What else is really left for Nick Saban to accomplish in college football?
He has six national championships — five at Alabama — and his team is the favorite to win again this season. Should the Crimson Tide take down Oklahoma in the College Football Playoff semifinal and then the winner of the Notre Dame-Clemson game, it would be Saban’s first back-to-back national championship since, oh, the 2011-12 and 2012-13 seasons.
There’s little doubt he’s the greatest college football coach of all time. So, maybe now is the perfect opportunity for another team, like the Green Bay Packers, to lure Saban back to the NFL. That’s the argument ESPN’s Ryan Clark made Tuesday on Get Up.
Speaking with Mike Greenberg about the Packers — who have been eliminated from playoff contention and fired coach Mike McCarthy this season — Clark said:
“If you’re Green Bay right now, you sell the [farm]. You sell the [farm]. You send everybody to Tuscaloosa, Alabama, and you try to get Nick Saban to leave Alabama and become the coach.
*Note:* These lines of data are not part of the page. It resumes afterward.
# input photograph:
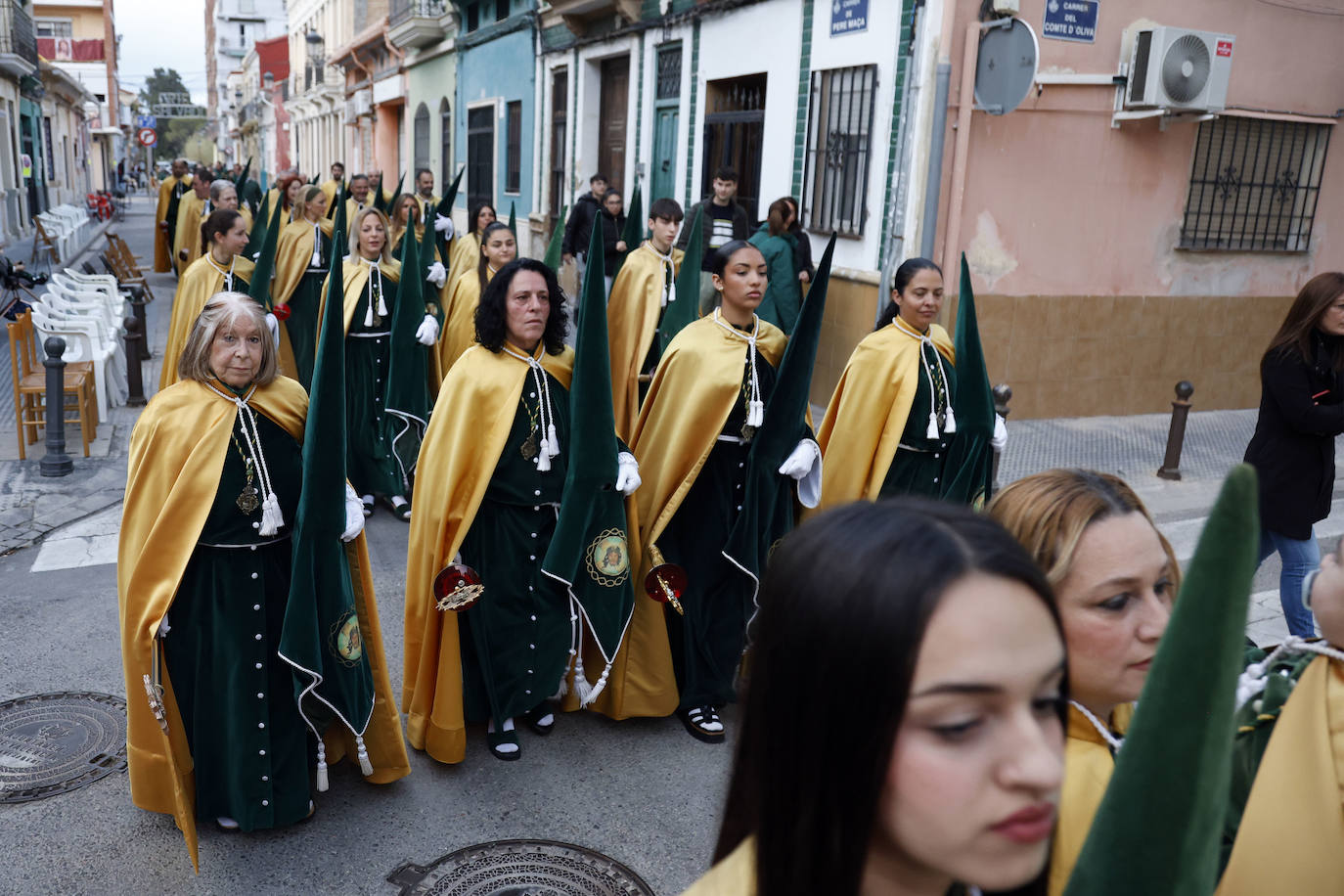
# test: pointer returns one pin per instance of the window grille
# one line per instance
(669, 72)
(423, 137)
(834, 191)
(514, 169)
(1254, 186)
When you look at quarterback-coach relationships — Sean Payton and Drew Brees, Bill Belichick, Tom Brady — there is mutual respect and accountability there.
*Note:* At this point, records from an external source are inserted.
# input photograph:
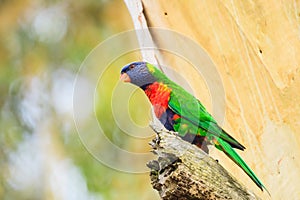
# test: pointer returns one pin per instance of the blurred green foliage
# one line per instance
(42, 43)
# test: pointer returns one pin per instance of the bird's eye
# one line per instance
(131, 66)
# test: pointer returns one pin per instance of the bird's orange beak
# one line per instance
(125, 78)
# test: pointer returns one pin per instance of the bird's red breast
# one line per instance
(159, 96)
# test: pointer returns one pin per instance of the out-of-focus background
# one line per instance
(43, 44)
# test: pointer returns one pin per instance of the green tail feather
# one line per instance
(231, 153)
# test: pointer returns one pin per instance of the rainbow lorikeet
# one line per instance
(180, 111)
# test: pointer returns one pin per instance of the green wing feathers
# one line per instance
(191, 109)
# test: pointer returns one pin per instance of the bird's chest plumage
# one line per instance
(159, 96)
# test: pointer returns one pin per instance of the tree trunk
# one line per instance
(255, 47)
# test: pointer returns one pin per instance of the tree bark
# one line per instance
(184, 171)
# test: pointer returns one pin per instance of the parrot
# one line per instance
(181, 112)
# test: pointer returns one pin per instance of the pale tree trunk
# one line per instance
(255, 46)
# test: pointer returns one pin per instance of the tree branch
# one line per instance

“There is no one who can hold Aaron Rodgers more accountable than Nick Saban. If he asks for $10 million, you give it to him. Nothing left to prove in Tuscaloosa. He’s the guy you need.”
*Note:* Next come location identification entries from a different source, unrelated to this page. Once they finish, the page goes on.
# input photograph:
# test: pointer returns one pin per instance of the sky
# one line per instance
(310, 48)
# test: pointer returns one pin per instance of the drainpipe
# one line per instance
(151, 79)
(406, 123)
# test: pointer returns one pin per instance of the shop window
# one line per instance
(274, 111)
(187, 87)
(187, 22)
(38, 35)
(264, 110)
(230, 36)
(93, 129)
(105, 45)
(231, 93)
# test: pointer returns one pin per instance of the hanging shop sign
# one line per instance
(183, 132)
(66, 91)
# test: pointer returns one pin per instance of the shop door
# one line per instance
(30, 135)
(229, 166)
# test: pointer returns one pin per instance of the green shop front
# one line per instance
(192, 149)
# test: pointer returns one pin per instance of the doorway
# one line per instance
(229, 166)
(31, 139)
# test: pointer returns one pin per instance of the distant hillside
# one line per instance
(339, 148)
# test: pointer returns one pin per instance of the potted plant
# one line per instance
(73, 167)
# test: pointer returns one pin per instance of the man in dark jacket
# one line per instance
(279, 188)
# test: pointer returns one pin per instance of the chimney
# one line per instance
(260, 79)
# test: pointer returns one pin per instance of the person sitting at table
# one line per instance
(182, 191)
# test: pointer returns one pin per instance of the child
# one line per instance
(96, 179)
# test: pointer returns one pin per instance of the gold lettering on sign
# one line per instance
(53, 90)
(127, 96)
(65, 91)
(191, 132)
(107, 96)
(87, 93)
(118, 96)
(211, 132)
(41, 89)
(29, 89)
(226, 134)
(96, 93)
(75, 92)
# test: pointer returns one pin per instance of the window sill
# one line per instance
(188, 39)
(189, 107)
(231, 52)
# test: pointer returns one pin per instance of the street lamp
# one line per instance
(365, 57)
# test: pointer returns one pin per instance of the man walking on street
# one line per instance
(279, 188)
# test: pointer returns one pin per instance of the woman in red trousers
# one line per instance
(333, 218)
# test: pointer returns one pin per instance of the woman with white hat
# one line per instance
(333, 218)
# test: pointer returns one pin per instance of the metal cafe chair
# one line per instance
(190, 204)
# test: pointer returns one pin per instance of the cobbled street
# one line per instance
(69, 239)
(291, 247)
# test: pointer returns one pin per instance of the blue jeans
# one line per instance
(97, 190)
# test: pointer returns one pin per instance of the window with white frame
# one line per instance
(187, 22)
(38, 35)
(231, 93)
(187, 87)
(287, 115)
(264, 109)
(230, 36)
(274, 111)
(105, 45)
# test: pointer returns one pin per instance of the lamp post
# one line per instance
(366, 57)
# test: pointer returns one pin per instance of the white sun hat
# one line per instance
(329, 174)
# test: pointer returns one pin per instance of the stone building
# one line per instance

As Greenberg pointed out, maybe Clark is able to shed light on Saban’s potential mindset since the former NFL safety and Super Bowl champion played for the 67-year-old coach back when they were both at LSU.
Knowing the best anyone can do here is speculate, is this even an offer Saban — who’s currently the highest-paid college coach and making $8.3 million a year, according to USA TODAY Sports — would consider?
“I wouldn’t leave a school that put a statue of while I was alive either, but for Nick Saban, there’s nothing else to prove there. It’s time to take on another challenge, and this is a guy who loves challenges. (The Packers) have an all-time great quarterback — why not go get the all-time greatest coach in college football history?”